為替ヘッジがついていないというリスクがある

 では、毎月分配型投資信託は信頼できる金融商品なのでしょうか。それは、基準価格を見るとよく分かります。基準価格とは、投資信託の時価(値段)です。スタート時点に1万円で買えた投資信託が、今、いくらになっているのかというもの。

 これを見ると、前述のグロソブの基準価格は、今年2月10日の時点で5401円になっています。最初に1万円投資した人は今解約すると、解約手数料も含めて5374円になります。なぜ、これほど目減りしてしまったのか。理由は、主に3つあります。

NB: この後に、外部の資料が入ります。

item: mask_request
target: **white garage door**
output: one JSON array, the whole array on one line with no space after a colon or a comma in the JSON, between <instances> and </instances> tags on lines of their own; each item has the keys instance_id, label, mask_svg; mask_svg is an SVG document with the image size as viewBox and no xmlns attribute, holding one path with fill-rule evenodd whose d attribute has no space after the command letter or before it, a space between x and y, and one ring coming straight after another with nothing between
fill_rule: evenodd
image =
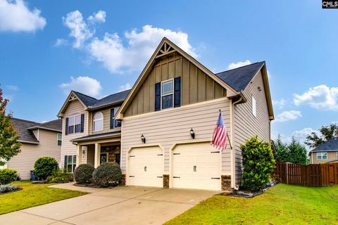
<instances>
[{"instance_id":1,"label":"white garage door","mask_svg":"<svg viewBox=\"0 0 338 225\"><path fill-rule=\"evenodd\" d=\"M129 185L163 187L163 153L158 146L137 148L129 155Z\"/></svg>"},{"instance_id":2,"label":"white garage door","mask_svg":"<svg viewBox=\"0 0 338 225\"><path fill-rule=\"evenodd\" d=\"M176 146L173 151L173 187L220 191L220 154L209 142Z\"/></svg>"}]
</instances>

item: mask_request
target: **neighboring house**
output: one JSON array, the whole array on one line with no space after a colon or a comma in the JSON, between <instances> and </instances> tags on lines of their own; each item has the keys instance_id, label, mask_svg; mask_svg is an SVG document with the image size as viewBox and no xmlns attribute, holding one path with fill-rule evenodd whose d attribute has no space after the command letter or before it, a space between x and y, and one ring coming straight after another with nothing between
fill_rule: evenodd
<instances>
[{"instance_id":1,"label":"neighboring house","mask_svg":"<svg viewBox=\"0 0 338 225\"><path fill-rule=\"evenodd\" d=\"M21 179L28 180L38 158L49 156L60 162L61 120L39 123L12 117L11 122L20 136L21 152L7 162L7 168L15 169Z\"/></svg>"},{"instance_id":2,"label":"neighboring house","mask_svg":"<svg viewBox=\"0 0 338 225\"><path fill-rule=\"evenodd\" d=\"M330 139L308 153L310 164L338 161L338 139Z\"/></svg>"},{"instance_id":3,"label":"neighboring house","mask_svg":"<svg viewBox=\"0 0 338 225\"><path fill-rule=\"evenodd\" d=\"M126 185L227 190L241 184L240 144L256 135L270 142L265 62L214 74L164 38L132 89L106 98L72 91L58 114L70 172L74 162L118 158ZM219 110L232 146L227 140L223 151L210 145Z\"/></svg>"}]
</instances>

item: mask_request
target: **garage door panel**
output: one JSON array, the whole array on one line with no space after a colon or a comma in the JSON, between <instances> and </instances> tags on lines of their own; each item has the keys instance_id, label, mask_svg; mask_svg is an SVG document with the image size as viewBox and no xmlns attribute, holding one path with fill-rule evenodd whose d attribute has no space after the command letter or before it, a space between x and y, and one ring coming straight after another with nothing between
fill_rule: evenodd
<instances>
[{"instance_id":1,"label":"garage door panel","mask_svg":"<svg viewBox=\"0 0 338 225\"><path fill-rule=\"evenodd\" d=\"M220 190L220 153L209 143L177 146L173 152L173 186Z\"/></svg>"},{"instance_id":2,"label":"garage door panel","mask_svg":"<svg viewBox=\"0 0 338 225\"><path fill-rule=\"evenodd\" d=\"M130 156L129 185L163 186L163 156L159 147L134 148Z\"/></svg>"}]
</instances>

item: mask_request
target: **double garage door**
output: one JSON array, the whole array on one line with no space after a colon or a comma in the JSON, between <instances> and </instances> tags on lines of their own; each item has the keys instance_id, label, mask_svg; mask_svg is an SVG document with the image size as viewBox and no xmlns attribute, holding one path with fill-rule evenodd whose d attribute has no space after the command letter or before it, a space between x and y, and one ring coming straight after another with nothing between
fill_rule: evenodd
<instances>
[{"instance_id":1,"label":"double garage door","mask_svg":"<svg viewBox=\"0 0 338 225\"><path fill-rule=\"evenodd\" d=\"M173 188L220 190L220 153L210 143L177 145L171 154ZM129 185L163 187L163 155L159 147L134 148L129 160Z\"/></svg>"}]
</instances>

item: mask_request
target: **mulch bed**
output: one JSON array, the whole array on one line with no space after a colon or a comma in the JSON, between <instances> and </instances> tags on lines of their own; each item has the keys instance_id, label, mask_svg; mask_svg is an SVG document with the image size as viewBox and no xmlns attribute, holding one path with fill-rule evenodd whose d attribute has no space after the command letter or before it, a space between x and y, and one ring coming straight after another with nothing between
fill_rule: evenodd
<instances>
[{"instance_id":1,"label":"mulch bed","mask_svg":"<svg viewBox=\"0 0 338 225\"><path fill-rule=\"evenodd\" d=\"M249 191L234 190L232 193L220 193L215 195L251 198L255 196L263 194L264 192L269 190L270 188L273 187L277 184L274 184L273 186L268 186L265 188L263 189L262 191L257 191L257 192L251 192Z\"/></svg>"},{"instance_id":2,"label":"mulch bed","mask_svg":"<svg viewBox=\"0 0 338 225\"><path fill-rule=\"evenodd\" d=\"M9 194L10 193L13 193L13 192L19 191L23 190L23 188L20 188L20 187L17 187L17 188L18 188L18 189L16 189L16 190L11 191L8 191L8 192L6 192L6 193L0 193L0 195Z\"/></svg>"}]
</instances>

 1つ目は、為替の影響をモロに受けること。2つ目は、毎月配当を出すために原資が目減りしてしまうこと。3つ目は、運用手数料が意外に高いこと。

 1つ目の為替の影響についてですが、毎月分配型投資信託は主に海外の金融商品で運用しているにもかかわらず、ほとんどが為替ヘッジ(先物取引やオプション取引などを利用し、為替変動による資産価値の変動を回避すること)をつけていません。グロソブの場合「海外の安全な債券で運用している」がセールスポイントで、確かに破綻リスクが少ない財務内容の良い国の債券で運用されています。

 ただし、海外の債券を買って運用すれば、必ず為替の影響を受けます。為替の影響を受けるということは、円高になれば目減りし、円安になれば増えるということです。ここ数年の円安傾向の中では少し値を戻していますが、そもそもグロソブが発売された当時の為替レートは1ドル130円前後。その後、円は1ドル80円を下回るところまでいきましたから、その損失は大きかったといえます。

 為替の影響を避けるために為替ヘッジをつければ良いのですが、ヘッジをつけるとその分お金がかかるので、毎月分配型投資信託のほとんどは為替ヘッジをつけていないのです。